Sheniz Janmohamed’s collection of poems, Reminders on the Path, invokes hope amidst loss, memories, and intergenerational trauma in a peculiar, evocative way. In the first section, memory is interspersed with loss but also with a sense of optimism. Each poem invokes feelings of nostalgia and grief as a journey. Janmohamed’s approach cannot be considered, strictly speaking, nature writing, but still, the earth, flowers, stars, and moon permeate each human experience. 

My DNA has prepared me 
for deserts and droughts
but what about the abundance 
of rain?
What about a dappled 
maple leaf in a spring forest?

The poem, “Ancestors,” reflects how Janmohamed deals with her losses and traumas. From the author’s note, it is evident that she has been uprooted many times and now feels she belongs to nowhere. She is too brown for a Toronto suburb and too white for Kenya, where the poet’s family resides. She remains distanced from her familial roots in India, and upon her first visit there, she feels like a stranger once again with her foreign accent. This pain of feeling like a stranger—belonging nowhere in particular—echoes throughout, albeit with a pinch of hope. One can never be completely rootless when grounded in nature, and within ourselves. From the desire to locate her past and her roots, the poet goes on to locate home, and again, there is acceptance of both loss and fluidity in this concept. The line, “Home is in every step you take, home is every rock on this road,” from the poem “The Road,” dismantles the stereotype of home as a cosy, static space. Anyone who has been displaced and uprooted finds home in every new place and new territory. The whole journey of finding oneself and one’s home is expressed by Janmohamed through the interplay of verses that denote both hope and despair. Jahmohamed encourages readers to stop looking to the shattered and broken world for any validation, and to instead look within oneself:

Every knock at the door of your chest is an opportunity to hone, 
beloved.
Stitch the scars of your heart and finally declare: 
I am my own beloved! 

As a person of colour, a woman, and a minority in a country witnessing much communal hatred, this collection of poems feels both like home and an escape from a home that is becoming a more hostile place each passing day. The trauma of the 1947 partition that the Indian subcontinent witnessed has not yet healed, yet we see increasing violence and up-rootedness. Home, in this context, becomes a contested space. When the state is adamant about erasing existing homes, one tries to find a home in every experience. The same is true about our sense of belonging; it is in vain to find one way to belong—there are many ways to connect and disconnect from what feels like home and what feels inhospitable to us. 

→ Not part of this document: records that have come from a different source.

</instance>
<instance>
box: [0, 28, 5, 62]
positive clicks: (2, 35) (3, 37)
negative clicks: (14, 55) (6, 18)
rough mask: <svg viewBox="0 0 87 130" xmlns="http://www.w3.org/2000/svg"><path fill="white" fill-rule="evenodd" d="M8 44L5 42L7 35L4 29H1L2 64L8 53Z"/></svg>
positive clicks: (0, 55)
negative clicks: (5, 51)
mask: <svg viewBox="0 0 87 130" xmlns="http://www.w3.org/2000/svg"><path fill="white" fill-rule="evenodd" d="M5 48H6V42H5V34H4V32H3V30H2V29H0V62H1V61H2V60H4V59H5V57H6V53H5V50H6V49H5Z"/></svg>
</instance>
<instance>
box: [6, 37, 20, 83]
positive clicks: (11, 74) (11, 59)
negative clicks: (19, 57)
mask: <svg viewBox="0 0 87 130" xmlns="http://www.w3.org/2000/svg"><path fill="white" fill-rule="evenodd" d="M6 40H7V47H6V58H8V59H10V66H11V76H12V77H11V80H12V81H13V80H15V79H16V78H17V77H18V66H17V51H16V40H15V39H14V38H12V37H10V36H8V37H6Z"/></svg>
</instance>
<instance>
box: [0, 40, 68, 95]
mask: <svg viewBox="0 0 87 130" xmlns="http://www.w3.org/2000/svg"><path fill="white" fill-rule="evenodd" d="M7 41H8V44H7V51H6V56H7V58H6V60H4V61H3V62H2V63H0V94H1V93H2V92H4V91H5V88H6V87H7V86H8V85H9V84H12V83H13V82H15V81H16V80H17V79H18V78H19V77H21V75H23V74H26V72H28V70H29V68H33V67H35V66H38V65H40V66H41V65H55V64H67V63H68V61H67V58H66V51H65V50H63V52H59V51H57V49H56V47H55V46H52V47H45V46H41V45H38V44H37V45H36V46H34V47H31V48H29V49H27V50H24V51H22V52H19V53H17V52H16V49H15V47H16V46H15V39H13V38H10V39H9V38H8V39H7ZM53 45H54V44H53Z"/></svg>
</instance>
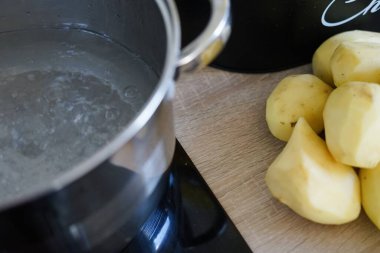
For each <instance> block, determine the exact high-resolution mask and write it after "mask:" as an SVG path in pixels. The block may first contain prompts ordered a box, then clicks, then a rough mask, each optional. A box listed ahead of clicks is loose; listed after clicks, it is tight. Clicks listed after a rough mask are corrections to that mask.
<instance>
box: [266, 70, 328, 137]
mask: <svg viewBox="0 0 380 253" xmlns="http://www.w3.org/2000/svg"><path fill="white" fill-rule="evenodd" d="M331 91H332V88H331V87H330V86H329V85H327V84H325V83H324V82H322V81H321V80H319V79H318V78H317V77H315V76H313V75H310V74H305V75H293V76H288V77H286V78H285V79H283V80H282V81H281V82H280V83H279V84H278V85H277V87H276V88H275V89H274V90H273V92H272V94H271V95H270V96H269V98H268V100H267V104H266V121H267V123H268V127H269V130H270V131H271V133H272V134H273V135H274V136H275V137H277V138H278V139H280V140H283V141H287V140H288V139H289V137H290V135H291V134H292V131H293V128H294V126H295V124H296V122H297V120H298V119H299V118H300V117H304V118H305V119H306V120H307V121H308V122H309V124H310V126H311V127H312V128H313V129H314V131H316V132H317V133H319V132H321V131H322V130H323V116H322V114H323V108H324V105H325V102H326V100H327V98H328V96H329V94H330V93H331Z"/></svg>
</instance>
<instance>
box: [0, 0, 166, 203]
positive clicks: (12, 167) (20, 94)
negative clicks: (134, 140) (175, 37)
mask: <svg viewBox="0 0 380 253" xmlns="http://www.w3.org/2000/svg"><path fill="white" fill-rule="evenodd" d="M0 21H1V22H0V55H1V57H0V168H1V169H0V192H1V194H0V202H1V201H4V200H7V199H12V198H15V197H17V196H19V195H22V194H23V193H24V192H26V191H30V189H31V188H32V187H35V186H39V185H41V184H43V183H46V182H49V181H51V180H52V179H54V178H56V177H57V176H58V175H60V174H61V173H63V172H65V171H67V170H68V169H70V168H72V167H73V166H74V165H76V164H78V163H80V162H82V161H83V160H84V159H86V158H88V157H89V156H91V155H92V154H94V153H95V152H96V151H97V150H98V149H99V148H101V147H103V146H104V145H106V144H107V143H108V142H109V141H111V140H112V139H113V138H114V137H115V136H116V135H117V134H118V133H120V132H121V131H122V130H124V129H125V128H126V127H127V126H128V123H129V122H130V121H131V120H133V119H134V118H135V117H136V115H137V114H138V113H139V112H141V109H142V108H143V106H144V104H145V103H146V101H147V100H148V98H149V97H150V96H151V95H152V94H153V93H154V90H155V88H156V85H157V83H158V81H159V79H160V76H161V75H162V71H163V66H164V63H165V56H166V50H167V49H166V32H165V25H164V21H163V20H162V17H161V13H160V12H159V9H158V8H157V6H156V4H155V1H150V0H139V1H132V0H124V1H119V0H109V1H103V0H81V1H77V0H65V1H60V0H34V1H24V0H4V1H1V3H0Z"/></svg>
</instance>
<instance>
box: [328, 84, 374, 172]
mask: <svg viewBox="0 0 380 253" xmlns="http://www.w3.org/2000/svg"><path fill="white" fill-rule="evenodd" d="M323 119H324V122H325V137H326V142H327V146H328V148H329V150H330V152H331V154H332V155H333V156H334V158H335V159H336V160H337V161H339V162H342V163H344V164H347V165H351V166H356V167H360V168H373V167H375V166H376V165H377V164H378V163H379V162H380V86H379V85H378V84H374V83H363V82H350V83H346V84H345V85H342V86H340V87H338V88H337V89H335V90H334V91H333V92H332V93H331V95H330V97H329V98H328V100H327V102H326V106H325V109H324V112H323Z"/></svg>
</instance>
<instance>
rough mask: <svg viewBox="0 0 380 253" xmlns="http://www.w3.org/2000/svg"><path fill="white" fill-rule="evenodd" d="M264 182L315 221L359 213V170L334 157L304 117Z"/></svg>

In the four sections of Janmohamed’s probing collection, she takes us on a journey home; on a quest to find herself. Beginning with what feels like a homage to her ancestors, she moves on to a long and uplifting journey of finding roots and then finally, comes back to the question of home. The final section is ironically titled “Home.” The line “Now, let go” from the poem “Cheers,” absolves oneself from the hurt our memories cause us. This is a succinct message, and one that can remind us to shed the weight that’s holding us back on our own journeys.